Although raw food was the fundamental idea of the restaurant, the family-run business knew that it was not sustainable in its operating landscape when it opened three years ago. Hence, Ashley’s (a nod to the chef’s name) angled their proposition to one of healthy eating and real food; including Western, Asian and Malaysian items using organic ingredients as much as possible alongside healthy preparation methods. The menu has meat dishes, vegetarian, pescetarian (seafood only) and of course, raw (living) foods.
Ingredient substitution is also an element; for example, those avoiding dairy can still enjoy a bowl of local ‘laksa’, made with almond milk which is also a lighter version than the traditional coconut milk. Cheeses are made with nuts and although definitely lighter in texture and taste than the real deal, it came close enough. Going gluten-free? Noodles can be replaced with spiralised vegetables and there are “cakes” interpreted likewise. The restaurant has different kitchens for hot cooking and raw food. According to Phoebe, some clients are discerning and quite strict about the raw lifestyle, preferring that their food be prepared separately; in terms of the use of utensils and environment.
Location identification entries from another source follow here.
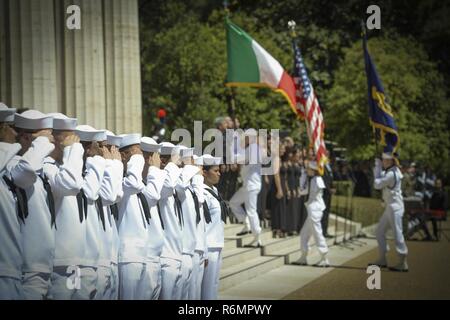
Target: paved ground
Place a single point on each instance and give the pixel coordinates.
(428, 278)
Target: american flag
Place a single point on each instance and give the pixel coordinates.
(308, 106)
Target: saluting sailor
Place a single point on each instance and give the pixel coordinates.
(217, 210)
(153, 178)
(172, 217)
(13, 208)
(38, 232)
(64, 169)
(110, 189)
(93, 171)
(313, 186)
(199, 257)
(387, 177)
(191, 212)
(113, 145)
(134, 218)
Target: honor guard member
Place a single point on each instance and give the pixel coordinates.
(191, 210)
(110, 188)
(134, 218)
(112, 210)
(13, 208)
(217, 210)
(38, 232)
(388, 177)
(63, 169)
(199, 259)
(93, 171)
(248, 193)
(312, 185)
(172, 217)
(153, 177)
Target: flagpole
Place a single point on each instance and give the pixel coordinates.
(364, 38)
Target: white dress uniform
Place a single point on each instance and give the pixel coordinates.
(215, 243)
(248, 193)
(108, 193)
(171, 255)
(112, 211)
(154, 183)
(10, 236)
(38, 231)
(133, 227)
(201, 250)
(186, 195)
(93, 177)
(66, 180)
(389, 182)
(314, 207)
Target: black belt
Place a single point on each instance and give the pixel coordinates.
(21, 196)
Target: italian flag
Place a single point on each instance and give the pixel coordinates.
(250, 65)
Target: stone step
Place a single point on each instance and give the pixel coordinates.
(236, 274)
(239, 255)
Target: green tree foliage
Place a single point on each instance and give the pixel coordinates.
(416, 93)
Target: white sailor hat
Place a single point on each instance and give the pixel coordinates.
(198, 161)
(63, 122)
(112, 139)
(88, 133)
(6, 114)
(168, 149)
(150, 145)
(185, 152)
(251, 132)
(33, 120)
(209, 160)
(130, 139)
(313, 165)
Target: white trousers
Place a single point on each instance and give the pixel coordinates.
(210, 285)
(391, 219)
(250, 199)
(104, 283)
(198, 268)
(153, 278)
(313, 227)
(132, 281)
(170, 279)
(36, 286)
(10, 289)
(186, 276)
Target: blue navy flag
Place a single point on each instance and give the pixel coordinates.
(380, 112)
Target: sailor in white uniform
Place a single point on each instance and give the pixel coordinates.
(38, 232)
(199, 258)
(112, 212)
(217, 210)
(63, 169)
(172, 217)
(248, 193)
(13, 208)
(387, 177)
(313, 186)
(93, 171)
(110, 188)
(153, 178)
(191, 212)
(134, 218)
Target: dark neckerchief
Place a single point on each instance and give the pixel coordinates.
(21, 197)
(223, 206)
(50, 199)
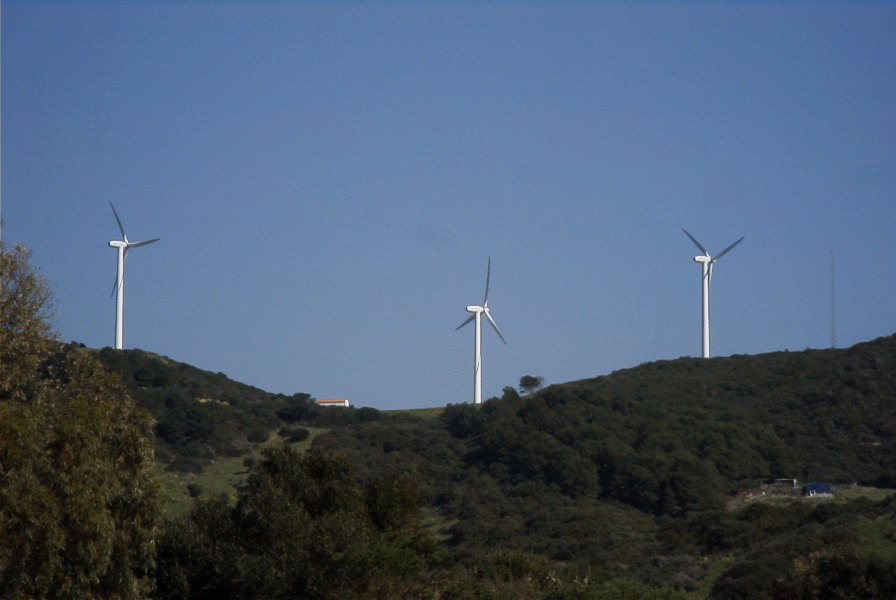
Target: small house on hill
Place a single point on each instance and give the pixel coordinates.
(816, 488)
(334, 402)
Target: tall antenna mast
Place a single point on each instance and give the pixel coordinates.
(833, 306)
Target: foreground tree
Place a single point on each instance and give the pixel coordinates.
(78, 501)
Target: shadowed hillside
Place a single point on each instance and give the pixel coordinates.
(619, 486)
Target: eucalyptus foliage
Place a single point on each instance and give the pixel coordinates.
(78, 501)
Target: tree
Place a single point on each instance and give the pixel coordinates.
(78, 501)
(530, 383)
(303, 527)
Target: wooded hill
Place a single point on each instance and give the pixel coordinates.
(623, 477)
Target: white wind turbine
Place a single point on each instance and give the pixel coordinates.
(477, 312)
(707, 261)
(118, 290)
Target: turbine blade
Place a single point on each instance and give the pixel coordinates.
(465, 322)
(696, 243)
(143, 243)
(722, 253)
(120, 226)
(488, 316)
(488, 276)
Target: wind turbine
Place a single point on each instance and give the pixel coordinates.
(476, 315)
(707, 260)
(118, 290)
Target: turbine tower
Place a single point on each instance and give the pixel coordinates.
(123, 246)
(707, 260)
(476, 315)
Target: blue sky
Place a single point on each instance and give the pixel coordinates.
(328, 180)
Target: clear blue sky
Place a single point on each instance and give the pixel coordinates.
(330, 178)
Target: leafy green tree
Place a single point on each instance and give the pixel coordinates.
(78, 501)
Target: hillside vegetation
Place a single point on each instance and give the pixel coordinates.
(615, 486)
In the beginning, it was not easy to source for niche supplies but the exponential rise of organic over the recent years has resulted in various intepretations on what it actually means; whether for the supplier or end user. Our question was; how does the business define organic? Phobe said, “our organic ingredients’ suppliers do not use pesticides, do not apply irrigation practices (artificial application of water to soil) and either do not use fertilisers or use organic fertilisers”, adding that it was important for the business to personally know
their suppliers, ensuring that they are like-minded. Meats served are also organic and grass-fed and for seafood, their father would make trips back to their hometown of Sarawak to get them, saying they taste better.
For a restaurant born out of an interest for the raw lifestyle and healthy eating in a nation that loves food, but not necessarily in these terms, the Yiin family’s boldness to go against the tide 3 years ago is definitely bearing fruits today.
No. 11, Ground Floor, Jalan Telawi 3,
Bangsar Baru, 59100 KL Malaysia
G-04 Menara Tan & Tan,
Jalan Tun Razak , 55100 KL Malaysia
www.ashleys.my
A SUPPLIER’S TAKE – BAHAY KUBO ORGANICS [PHILIPPINES]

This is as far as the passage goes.